Nel 1990 George Franklin divenne il primo cittadino nord-americano accusato di assassinio a causa di un testimone che improvvisamente recuperò la memoria. A questo proposito è necessario sottolineare che i ricordi incriminanti del testimone rimasero repressi per un periodo di ventanni dopo il fatto.
La testimone era la stessa figlia di Franklin, e questo fece sì che il caso si diffuse in tutti i mezzi di comunicazione. Franklin passò sei anni in carcere e venne liberato solo quando si scoprirono alcune irregolarità nella testimonianza della filgia: era stata ipnotizzata prima di testimoniare.
Di fatto, in alcune girurisdizioni l’ipnosi rappresenta un limite alla credibilità del testimone dato che tutti sappiamo come sotto ipnosi si sia tutti suggestionabili. A volte anche in uno stato di coscienza normale la memoria si mostra come un processo molto influenzabile, come si può supporre, infatti esiste una difficoltà essenziale che arresta le investigazioni in merito ai ricordi falsi: non è possibile stabilire obiettivamente se i ricordi sono falsi o reali, soprattutto quando è trascorso molto tempo. Tuttavia, non è una missione impossibile…

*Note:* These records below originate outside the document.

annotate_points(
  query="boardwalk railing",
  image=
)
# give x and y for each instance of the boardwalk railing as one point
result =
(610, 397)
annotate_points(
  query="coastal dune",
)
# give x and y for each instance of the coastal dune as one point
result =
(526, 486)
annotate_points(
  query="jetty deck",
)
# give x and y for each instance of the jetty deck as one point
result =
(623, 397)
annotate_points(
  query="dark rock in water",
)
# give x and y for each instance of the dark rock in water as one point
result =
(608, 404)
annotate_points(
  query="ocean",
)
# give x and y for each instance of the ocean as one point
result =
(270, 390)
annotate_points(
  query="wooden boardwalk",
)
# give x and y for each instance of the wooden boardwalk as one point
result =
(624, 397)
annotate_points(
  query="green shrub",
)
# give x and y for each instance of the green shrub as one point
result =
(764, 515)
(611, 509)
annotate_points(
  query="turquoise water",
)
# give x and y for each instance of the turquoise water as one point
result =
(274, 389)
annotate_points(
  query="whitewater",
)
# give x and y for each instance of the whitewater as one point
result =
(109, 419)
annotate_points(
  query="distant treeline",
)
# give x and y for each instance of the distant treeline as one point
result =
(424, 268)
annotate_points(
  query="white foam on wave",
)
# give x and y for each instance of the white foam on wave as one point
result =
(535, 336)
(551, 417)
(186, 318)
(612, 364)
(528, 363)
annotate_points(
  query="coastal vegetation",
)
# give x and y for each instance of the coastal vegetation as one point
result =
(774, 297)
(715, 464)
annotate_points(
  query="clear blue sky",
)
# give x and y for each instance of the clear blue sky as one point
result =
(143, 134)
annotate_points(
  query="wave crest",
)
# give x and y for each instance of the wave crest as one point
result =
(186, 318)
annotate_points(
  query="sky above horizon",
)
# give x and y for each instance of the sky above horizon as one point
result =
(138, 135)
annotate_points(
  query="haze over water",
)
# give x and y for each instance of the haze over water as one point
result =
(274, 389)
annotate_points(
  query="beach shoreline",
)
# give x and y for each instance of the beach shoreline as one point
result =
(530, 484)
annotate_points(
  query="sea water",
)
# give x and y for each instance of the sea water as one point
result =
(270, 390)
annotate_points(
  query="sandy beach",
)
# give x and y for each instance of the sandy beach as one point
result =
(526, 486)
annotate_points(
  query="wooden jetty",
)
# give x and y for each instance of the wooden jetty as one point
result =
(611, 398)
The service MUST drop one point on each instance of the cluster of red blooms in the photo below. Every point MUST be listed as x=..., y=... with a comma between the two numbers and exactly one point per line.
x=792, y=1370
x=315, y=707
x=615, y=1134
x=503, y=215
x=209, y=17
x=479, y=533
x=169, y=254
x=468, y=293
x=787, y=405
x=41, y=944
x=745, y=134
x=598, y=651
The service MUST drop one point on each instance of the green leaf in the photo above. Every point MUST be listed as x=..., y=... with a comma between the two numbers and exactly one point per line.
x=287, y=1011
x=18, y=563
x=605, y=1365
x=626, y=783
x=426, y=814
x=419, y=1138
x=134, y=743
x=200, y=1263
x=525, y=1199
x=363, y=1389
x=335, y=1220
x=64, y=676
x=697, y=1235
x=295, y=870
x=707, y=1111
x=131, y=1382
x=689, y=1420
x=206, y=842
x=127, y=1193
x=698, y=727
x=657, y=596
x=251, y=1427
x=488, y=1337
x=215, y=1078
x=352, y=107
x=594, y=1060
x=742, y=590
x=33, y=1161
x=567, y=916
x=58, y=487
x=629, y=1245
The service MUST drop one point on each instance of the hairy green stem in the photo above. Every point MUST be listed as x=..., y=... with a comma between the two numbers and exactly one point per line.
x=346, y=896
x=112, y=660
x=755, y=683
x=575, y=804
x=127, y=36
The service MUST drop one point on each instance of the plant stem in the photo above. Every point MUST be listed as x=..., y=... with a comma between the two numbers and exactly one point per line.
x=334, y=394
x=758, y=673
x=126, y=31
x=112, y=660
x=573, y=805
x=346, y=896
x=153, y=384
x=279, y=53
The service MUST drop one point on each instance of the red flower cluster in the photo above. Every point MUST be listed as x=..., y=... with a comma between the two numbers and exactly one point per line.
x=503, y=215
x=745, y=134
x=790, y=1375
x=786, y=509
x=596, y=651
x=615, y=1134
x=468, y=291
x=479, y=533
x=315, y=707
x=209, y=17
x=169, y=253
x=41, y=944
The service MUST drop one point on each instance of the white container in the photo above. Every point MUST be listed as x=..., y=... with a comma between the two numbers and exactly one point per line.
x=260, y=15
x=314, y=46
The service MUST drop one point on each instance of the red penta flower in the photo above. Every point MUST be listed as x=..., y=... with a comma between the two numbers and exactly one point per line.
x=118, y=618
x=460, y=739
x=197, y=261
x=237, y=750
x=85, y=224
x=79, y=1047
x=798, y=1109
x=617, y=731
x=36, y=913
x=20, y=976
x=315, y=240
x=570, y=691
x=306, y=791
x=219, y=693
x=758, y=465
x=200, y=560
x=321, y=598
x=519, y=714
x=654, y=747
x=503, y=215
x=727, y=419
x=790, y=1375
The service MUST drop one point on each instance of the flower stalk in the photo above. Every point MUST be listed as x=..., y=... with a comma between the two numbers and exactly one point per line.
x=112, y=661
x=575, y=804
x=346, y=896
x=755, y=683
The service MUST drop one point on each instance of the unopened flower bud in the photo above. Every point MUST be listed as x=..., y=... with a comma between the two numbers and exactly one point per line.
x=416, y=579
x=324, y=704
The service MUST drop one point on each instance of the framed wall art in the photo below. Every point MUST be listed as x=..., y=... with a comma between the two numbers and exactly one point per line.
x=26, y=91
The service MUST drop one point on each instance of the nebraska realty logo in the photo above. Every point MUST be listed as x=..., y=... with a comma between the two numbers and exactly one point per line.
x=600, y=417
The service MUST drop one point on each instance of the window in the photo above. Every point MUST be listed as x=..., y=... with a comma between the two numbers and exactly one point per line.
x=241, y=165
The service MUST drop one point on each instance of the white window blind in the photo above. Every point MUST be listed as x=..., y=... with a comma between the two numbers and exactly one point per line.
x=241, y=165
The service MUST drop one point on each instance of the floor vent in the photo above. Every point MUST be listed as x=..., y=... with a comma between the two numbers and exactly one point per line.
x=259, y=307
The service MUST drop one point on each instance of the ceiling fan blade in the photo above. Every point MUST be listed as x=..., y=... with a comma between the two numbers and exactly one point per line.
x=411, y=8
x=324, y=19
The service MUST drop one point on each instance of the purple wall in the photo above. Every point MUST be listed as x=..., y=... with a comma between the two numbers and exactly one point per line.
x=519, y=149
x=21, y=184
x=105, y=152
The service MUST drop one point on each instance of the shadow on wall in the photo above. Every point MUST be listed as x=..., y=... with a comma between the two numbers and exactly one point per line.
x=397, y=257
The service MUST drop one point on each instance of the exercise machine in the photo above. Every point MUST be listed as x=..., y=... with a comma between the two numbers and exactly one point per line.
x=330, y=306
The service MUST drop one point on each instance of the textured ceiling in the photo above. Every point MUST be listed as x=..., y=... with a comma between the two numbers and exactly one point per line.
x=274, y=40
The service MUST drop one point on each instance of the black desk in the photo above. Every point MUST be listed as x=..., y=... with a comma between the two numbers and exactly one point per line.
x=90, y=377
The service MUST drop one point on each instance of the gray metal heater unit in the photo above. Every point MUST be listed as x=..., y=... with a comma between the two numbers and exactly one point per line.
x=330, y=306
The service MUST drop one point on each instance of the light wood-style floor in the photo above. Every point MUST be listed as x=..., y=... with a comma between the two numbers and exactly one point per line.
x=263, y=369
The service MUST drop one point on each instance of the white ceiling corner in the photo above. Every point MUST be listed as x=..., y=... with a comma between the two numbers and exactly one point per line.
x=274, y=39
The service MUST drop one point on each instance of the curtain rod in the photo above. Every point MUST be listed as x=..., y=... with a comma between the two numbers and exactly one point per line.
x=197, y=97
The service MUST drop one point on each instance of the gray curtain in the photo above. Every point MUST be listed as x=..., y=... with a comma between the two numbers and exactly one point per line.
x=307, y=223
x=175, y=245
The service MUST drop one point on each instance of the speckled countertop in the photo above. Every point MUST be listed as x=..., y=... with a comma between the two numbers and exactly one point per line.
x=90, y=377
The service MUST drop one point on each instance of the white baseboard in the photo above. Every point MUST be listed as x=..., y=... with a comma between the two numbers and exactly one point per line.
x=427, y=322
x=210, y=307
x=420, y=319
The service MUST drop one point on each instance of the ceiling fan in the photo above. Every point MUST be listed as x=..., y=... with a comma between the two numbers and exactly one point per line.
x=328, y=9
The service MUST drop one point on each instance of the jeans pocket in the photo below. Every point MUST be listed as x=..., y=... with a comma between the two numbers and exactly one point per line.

Loftus, professoressa all’Università della California, partecipò al caso Franklin e in seguito si è dedicata a diverse ricerche in questo campo. In uno di questi studi condotto con 24 volontari, vennero presentate loro 4 storie della loro vita che risalivano ad un periodo compreso tra i 4 ed i 6 anni della loro vita passata. Tre storie erano vere e una era falsa.
Per ottenere le storie reali i ricercatori parlarono con diversi familiari dei volontari e scelsero quegli eventi che non rappresentavano accadimenti traumatici. Nello stesso modo, ai familiari venne chiesto che ricordassero particolari in merito ad alcune situazioni che potrebbero essere accadute ma che non accaddero realmente. Ai partecipanti venne detto che sarebbe stata valutata la loro capacità di ricordare i dettagli della propria infanzia. Ad ogni volontario venne chiesto di descrivere ognuno dei 4 eventi che avevano riferito i loro familiari.
In seguito i volontari furono intervistati e sorprendentemente ricordavano le 4 storie! Una settimana dopo venne seguito un procedimento simile solo che al termine delle interviste le persone dovevano valutare quanto fossero nitidi i loro ricordi. Solo allora venne loro rivelato che una delle storie era falsa e venne loro chiesto di determinare quale fosse. Dei 24 partecipanti, cinque non furono in grado di distinguere tra i ricordi falsi e quelli veri.
Anche se il numero può sembrare piccolo è necessario considerare che il livello di suggestione era estremamente basso e non venne utilizzato alcun metodo coercitivo. Ricerche posteriori realizzate con un campione molto maggiore, conslusero che dipendendo dal metodo utilizzato i ricordi falsi possono essere impiantati tra il 20 ed il 40% dei casi. Naturalmente, non mancano coloro che criticano la validità di questi studi, i quali sostengono che una cosa sia impiantare ricordi apparentemente irrilevanti e tutt’altra cosa è promuovere come propri alcuni ricordi di contenuto traumatico. Anche se in quest’ultimo caso, probabilmente l’esempio più drammatico si incontra nella condanna applicata a Paul Ingram, un uomo accusato dai suoi stessi figli di abusi sessuali e pratica di riti satanici. Al termine di vari interrogatori e di tante pressioni Ingram si riconobbe colpevole ed inoltre dichiarò di aver commesso fatti praticamente impossibili da realizzarsi. La maggioranza degli psicologi consideravano le sue dichiarazioni come ricordi falsi e impiantati in un secondo tempo, ma certo è che la giustizia fu implacabile.
Fonti:
Hyman, I. E. & Pentland, J. (1996) The role of mental imagery in the creation of false childhood memories. Journal of Memory and Language, 35: 101-117.
Loftus, E. F. (1993) The reality of repressed memories. American Psychologist; 48: 518-537.
Loftus, E. F. & Pickrell, J. E. (1995) The formation of false memories. Psychiatric Annals, 25: 720-725.